The UK government has kept selling arms including sniper rifles, pistols, combat shotguns and assault rifles to an illegitimate regime born out of a military coup in Madagascar, according to an informed source.

The government of Madagascar was toppled in March 2009 after the Malagasy army occupied the president’s palace and ousted the troubled but yet democratically elected President Marc Ravalomanana.

The president was forced into exile in South Africa by the army, who then installed a new president – a former DJ and the world’s youngest head of state, Andry Rajoelina.

The army promised to hold elections through a transition government, but several attempts to this end have ended in failure, with the latest attempt scheduled for May 2013.

After the military coup, Madagascar’s membership at the African Union was suspended and the EU and many other donor countries also suspended their aid programs to the country.

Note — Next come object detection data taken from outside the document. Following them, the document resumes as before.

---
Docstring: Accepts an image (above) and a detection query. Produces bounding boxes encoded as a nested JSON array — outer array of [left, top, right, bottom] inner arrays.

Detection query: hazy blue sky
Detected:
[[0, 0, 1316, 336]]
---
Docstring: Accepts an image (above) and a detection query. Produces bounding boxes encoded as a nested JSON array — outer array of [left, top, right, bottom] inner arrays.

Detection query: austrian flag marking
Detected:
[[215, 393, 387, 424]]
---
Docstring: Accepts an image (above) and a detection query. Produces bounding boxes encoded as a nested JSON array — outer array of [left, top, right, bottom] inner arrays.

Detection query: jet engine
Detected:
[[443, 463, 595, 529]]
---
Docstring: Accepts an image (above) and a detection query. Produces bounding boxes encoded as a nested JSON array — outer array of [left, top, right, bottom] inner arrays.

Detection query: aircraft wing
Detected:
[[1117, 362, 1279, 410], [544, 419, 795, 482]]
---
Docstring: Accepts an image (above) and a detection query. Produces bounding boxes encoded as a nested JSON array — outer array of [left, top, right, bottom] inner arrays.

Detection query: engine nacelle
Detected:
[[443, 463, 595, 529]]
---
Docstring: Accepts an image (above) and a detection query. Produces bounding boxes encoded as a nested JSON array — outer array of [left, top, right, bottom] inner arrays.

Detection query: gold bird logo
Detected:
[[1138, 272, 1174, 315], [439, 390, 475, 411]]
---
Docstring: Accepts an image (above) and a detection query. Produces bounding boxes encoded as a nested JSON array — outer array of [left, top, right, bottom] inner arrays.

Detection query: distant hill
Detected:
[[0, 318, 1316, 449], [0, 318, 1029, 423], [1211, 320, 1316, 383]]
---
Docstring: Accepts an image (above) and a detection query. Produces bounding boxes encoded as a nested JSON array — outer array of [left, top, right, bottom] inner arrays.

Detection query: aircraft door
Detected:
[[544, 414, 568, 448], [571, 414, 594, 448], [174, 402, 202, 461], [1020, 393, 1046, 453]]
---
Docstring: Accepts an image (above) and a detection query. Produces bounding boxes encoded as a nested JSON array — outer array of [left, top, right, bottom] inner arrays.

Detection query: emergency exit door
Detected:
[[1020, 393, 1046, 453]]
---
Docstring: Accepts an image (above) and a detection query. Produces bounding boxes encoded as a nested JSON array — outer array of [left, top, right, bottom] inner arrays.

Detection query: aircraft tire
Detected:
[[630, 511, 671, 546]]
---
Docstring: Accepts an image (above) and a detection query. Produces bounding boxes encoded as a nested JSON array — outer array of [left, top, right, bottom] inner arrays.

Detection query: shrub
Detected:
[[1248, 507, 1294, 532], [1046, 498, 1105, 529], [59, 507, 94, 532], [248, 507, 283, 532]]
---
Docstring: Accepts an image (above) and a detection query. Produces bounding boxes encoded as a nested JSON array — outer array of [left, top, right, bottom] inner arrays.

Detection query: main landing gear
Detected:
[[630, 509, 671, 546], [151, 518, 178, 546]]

Since then, the country has been in a state of chaos with smuggling gangs known as the ‘rosewood mafia’, running most of Madagascar’s affairs, yet and despite all of this, the UK government has kept its arms exports licensed to the country in 2012 including assault rifles, combat shotguns, pistols and sniper rifles.

This comes as the army continues to be unaccountable with Amnesty International reporting on extra-judicial killings by Madagascar’s security forces.

Meanwhile, the Small Arms Survey for 2011 has reported that military personnel routinely rent out their weapons to supplement their incomes, and that there is a “complete lack of small arms stockpile management”.

Also, a UN investigation found evidence of widespread collusion between armed forces and smuggling gangs.

“The availability of firearms appears to be rising at an alarming rate”, says the investigation, which heard reports of armed robbery conducted with military weapons, and the presence of private militias on the island.

Nevertheless, Britain has been supplying an illegitimate regime with weapons, and permitting arms exports that might be used in criminal activity.

According to the source, quite recently, at a meeting of the Committees on Arms Export Controls of the House of Commons the issue of arms sales to Madagascar was raised.

When asked if there was a risk that these so-called ‘anti-piracy’ shipments might end up in the wrong hands, Foreign Secretary William Hague tried to reassure the committee that the companies involved would need to store the weapons in proper arsenals, “usually with the country’s national security organisation”.

But, since Madagascar’s forces are known to collude in criminal activity and support the undemocratic regime, this is no reassurance at all.

And, it’s time for Britain to come clean about its arms sales to Madagascar, because there are a whole series of unanswered questions.

However, the UK coalition government defends the policy of flogging weaponry to dictatorships in the Middle East region and South Africa irrespective of all human rights concerns and the countries’ undemocratic regimes.